Desde ese momento, las enfermedades nunca volverían a ser lo que eran.
     Y es que, aunque sea posible rastrear los orígenes de la medicina hasta los tiempos más remotos, su historia como la entendemos ahora —en Occidente y como una práctica científica— se originó a mediados del siglo xix con el advenimiento de la teoría de la patología celular propuesta por Rudolf Virchow, la creación de los antibióticos por parte de Alexander Fleming, el descubrimiento de la fagocitosis que hizo Elie Metchnikoff, el uso de gases y compuestos con fines anestésicos que comenzaron Horace Wells, August Bier y Carl Koller, entre otros, además del hallazgo de los rayos x por Wilhelm Conrad Röntgen y el surgimiento de la endoscopía, la endocrinología, la epidemiología, la genética, la biología molecular, el laboratorio clínico y la fabricación de vitaminas, entre otros prodigios que ocurrieron durante aquel periodo.

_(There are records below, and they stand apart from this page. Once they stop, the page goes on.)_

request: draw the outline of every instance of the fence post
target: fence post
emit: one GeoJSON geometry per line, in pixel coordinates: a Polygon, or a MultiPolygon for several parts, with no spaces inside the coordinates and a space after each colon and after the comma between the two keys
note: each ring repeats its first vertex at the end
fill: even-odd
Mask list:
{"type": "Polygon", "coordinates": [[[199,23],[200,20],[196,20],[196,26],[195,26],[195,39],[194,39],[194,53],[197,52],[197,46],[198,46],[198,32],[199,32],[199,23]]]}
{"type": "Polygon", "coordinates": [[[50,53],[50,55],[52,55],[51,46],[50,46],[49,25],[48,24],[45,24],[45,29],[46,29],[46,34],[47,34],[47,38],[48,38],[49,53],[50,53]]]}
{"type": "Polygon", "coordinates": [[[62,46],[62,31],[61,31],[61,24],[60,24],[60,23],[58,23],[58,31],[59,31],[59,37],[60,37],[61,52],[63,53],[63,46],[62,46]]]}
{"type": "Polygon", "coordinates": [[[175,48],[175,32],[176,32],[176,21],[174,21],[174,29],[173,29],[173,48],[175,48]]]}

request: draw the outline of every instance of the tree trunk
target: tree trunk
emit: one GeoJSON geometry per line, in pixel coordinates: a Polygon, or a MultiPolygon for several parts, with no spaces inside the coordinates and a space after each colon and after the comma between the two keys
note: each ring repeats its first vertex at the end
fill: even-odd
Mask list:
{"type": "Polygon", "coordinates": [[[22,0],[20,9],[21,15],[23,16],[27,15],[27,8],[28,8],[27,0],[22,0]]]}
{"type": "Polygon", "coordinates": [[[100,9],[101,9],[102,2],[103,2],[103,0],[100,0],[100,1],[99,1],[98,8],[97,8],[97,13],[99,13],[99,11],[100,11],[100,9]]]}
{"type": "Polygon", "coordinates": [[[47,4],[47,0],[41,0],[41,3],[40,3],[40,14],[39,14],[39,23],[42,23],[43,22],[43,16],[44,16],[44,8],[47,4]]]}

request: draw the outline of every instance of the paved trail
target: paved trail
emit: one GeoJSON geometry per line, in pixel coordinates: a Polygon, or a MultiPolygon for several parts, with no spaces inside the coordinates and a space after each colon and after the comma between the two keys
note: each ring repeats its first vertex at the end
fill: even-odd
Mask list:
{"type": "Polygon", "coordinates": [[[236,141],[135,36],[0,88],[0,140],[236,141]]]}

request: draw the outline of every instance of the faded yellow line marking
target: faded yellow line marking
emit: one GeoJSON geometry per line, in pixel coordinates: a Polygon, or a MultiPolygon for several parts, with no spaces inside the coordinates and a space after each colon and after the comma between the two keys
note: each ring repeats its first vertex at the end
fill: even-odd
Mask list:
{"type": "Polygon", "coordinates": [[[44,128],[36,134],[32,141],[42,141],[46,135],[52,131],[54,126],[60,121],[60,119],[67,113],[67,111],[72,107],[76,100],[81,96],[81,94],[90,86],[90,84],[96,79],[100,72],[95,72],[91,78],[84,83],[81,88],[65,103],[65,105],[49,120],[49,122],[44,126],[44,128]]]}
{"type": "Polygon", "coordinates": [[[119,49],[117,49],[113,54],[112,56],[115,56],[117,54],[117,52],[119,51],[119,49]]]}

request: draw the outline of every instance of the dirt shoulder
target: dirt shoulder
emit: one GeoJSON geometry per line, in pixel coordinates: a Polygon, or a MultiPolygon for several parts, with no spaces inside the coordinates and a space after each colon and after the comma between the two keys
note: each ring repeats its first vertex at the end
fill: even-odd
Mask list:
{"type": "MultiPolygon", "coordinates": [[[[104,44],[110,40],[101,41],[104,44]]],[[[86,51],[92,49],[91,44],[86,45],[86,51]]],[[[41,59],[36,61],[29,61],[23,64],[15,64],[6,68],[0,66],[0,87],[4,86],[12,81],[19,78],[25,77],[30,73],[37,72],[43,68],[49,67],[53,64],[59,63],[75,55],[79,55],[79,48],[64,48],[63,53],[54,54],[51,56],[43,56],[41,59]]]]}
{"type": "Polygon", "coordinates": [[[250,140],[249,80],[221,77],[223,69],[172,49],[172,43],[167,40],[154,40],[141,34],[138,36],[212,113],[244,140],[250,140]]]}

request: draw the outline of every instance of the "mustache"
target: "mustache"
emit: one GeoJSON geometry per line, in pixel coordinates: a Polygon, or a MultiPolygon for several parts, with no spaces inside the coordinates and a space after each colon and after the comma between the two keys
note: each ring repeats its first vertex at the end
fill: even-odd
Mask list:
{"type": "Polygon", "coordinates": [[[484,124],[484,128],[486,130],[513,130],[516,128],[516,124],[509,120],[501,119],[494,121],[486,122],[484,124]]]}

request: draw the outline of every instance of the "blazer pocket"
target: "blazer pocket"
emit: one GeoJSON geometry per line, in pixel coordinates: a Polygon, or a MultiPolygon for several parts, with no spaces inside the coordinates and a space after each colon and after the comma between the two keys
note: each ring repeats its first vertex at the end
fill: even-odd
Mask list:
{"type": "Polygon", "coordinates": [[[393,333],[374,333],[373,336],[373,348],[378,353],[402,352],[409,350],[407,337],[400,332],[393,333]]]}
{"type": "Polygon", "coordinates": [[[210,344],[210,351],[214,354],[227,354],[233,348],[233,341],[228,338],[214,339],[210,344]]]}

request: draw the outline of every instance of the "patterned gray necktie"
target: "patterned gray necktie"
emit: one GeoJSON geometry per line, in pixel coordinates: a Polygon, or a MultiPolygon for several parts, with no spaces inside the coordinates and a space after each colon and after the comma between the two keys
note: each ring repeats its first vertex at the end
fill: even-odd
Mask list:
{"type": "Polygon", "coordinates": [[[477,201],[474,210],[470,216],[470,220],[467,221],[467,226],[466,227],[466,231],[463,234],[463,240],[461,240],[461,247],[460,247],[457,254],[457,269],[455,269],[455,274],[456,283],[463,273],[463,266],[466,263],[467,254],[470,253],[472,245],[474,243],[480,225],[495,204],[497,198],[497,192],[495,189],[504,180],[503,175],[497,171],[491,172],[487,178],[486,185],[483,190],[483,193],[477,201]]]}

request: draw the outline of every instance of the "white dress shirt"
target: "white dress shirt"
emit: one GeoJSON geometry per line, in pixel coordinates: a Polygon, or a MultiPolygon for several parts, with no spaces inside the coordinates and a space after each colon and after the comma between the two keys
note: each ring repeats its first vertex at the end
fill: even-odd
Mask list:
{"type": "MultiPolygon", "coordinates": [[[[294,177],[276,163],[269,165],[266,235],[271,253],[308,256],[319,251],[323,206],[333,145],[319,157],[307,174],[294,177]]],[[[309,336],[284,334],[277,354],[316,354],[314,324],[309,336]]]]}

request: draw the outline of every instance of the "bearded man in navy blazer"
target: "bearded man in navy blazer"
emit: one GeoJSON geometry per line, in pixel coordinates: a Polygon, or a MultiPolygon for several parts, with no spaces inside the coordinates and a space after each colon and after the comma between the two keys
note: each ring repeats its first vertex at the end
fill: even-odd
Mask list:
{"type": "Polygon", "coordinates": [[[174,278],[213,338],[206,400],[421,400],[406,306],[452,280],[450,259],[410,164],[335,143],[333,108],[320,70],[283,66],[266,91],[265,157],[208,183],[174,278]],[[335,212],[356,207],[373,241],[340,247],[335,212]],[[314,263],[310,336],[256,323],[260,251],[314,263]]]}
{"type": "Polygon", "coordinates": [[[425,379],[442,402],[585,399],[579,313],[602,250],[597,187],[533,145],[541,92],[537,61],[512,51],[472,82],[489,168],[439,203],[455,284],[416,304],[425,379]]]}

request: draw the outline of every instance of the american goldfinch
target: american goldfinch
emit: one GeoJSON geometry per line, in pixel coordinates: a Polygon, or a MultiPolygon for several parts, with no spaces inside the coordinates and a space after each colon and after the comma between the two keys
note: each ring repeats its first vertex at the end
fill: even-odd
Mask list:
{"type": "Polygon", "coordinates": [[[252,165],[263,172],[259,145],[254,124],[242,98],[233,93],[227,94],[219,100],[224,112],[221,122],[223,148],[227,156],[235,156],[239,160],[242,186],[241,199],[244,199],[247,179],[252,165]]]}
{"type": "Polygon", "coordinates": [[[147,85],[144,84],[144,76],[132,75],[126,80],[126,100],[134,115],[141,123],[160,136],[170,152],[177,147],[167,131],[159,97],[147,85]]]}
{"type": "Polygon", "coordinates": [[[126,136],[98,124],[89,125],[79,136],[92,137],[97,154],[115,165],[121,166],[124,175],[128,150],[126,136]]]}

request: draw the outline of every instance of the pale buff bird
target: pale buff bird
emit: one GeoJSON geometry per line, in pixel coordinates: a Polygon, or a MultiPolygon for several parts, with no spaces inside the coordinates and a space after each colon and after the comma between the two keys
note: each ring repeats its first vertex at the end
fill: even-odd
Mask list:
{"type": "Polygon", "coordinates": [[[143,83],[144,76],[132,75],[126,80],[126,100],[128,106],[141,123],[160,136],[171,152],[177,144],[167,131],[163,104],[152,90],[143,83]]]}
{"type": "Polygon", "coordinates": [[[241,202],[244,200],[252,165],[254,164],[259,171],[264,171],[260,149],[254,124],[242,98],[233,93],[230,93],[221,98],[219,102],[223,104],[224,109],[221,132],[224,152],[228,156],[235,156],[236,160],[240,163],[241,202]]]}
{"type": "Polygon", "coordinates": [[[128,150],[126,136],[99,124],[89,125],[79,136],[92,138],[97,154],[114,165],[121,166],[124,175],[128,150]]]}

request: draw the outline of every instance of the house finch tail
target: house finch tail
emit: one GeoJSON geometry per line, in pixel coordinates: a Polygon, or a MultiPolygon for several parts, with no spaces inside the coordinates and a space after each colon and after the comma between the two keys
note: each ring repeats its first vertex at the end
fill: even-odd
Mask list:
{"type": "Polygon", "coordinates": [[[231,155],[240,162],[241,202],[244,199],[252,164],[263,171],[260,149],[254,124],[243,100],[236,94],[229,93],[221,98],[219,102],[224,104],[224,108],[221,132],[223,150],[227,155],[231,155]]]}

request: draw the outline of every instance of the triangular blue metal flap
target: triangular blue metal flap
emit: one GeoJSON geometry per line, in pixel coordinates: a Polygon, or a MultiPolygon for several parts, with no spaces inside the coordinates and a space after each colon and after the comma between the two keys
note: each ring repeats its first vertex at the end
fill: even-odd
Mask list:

     Con claridad y apasionamiento, con la parcialidad de quien no oculta sus fobias y sus filias, con entusiasta exceso (el autor recibió bastantes críticas por haber ajustado los hechos reales a su estilo literario de manera tan libre), Paul de Kruif nos cuenta los prodigios y las miserias de la medicina y de los médicos, Los cazadores de microbios como Van Leeuwenhoek, Lazaro Spallanzani, Louis Pasteur, Robert Koch, Émile Roux y Adolf von Behring, Elias Metchnikoff, Teobaldo Smith, David Bruce, Battista Grassi y Ronald Ross, Walter Reed y Pablo Ehrlich.
     El libro ya ha quedado rebasado por la investigación científica de los últimos cien años, pero su fuerza para despertar los resortes de la imaginación sigue intacta. Si de enfermos está llena la literatura, Los cazadores de microbios es uno de los relatos más evocadores de la enfermedad.
     Y con exactitud cumple el anhelo de Miguel de Unamuno: «Leer, leer, leer, vivir la vida que otros soñaron».